Expanding on its existing non-resident Indian offering, Societe Generale's SG Private Banking arm is pushing further into a market with significant growth opportunities. As the new operation finds its feet in the market, SG's potential acquisition of a local player should help the operation challenge the domestic competition for the numerous wealthy clients.

SG Private Banking has expanded its reach in India with the launch of a new onshore wealth management operation based in New Delhi and Mumbai. The high net worth (HNW) populations of Bangalore and Chennai will also be targeted.

The formation of the new business marks the second major step in the wealth manager's expansion strategy in India, after establishing a wealthy non-resident Indian (NRIs) offering in 2004. After this latest move, SG Private Banking employs a total of 40 private bankers serving wealthy Indians in their home market or around the world through the NRI proposition.

In addition, the wealth manager has announced plans to acquire a stake in an Indian bank before 2009 as the financial services sector is opened up to foreign players. Currently, foreign firms can only operate via three channels: opening branches; a wholly-owned subsidiary; or a subsidiary with an aggregate foreign investment of up to 74% in an Indian private sector bank. The wealth manager has already been involved in discussions with the Reserve Bank of India regarding acquisition possibilities.

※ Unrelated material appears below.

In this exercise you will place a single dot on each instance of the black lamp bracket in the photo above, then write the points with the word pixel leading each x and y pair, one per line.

According to Daniel Truchi, CEO of SG Private Banking in the Asia Pacific region, India is a significant market for the private banking business in Asia, with the wealth manager predicting double digit growth rates.

Mr Truchi is indeed right to see the Indian market as a key target given its size and growth potential. According to Datamonitor estimates, there were around 620,000 mass affluent and HNW individuals at the end of 2003, and these populations are set to increase at a compound annual rate of 9.9% and 11.0% respectively by 2008.

However, the immaturity of the wealth market in India and a relative lack of financial sophistication among Indian investors means that domestic competitors have a hold over a significant number of HNWs. With this in mind, a local acquisition is a very sensible option.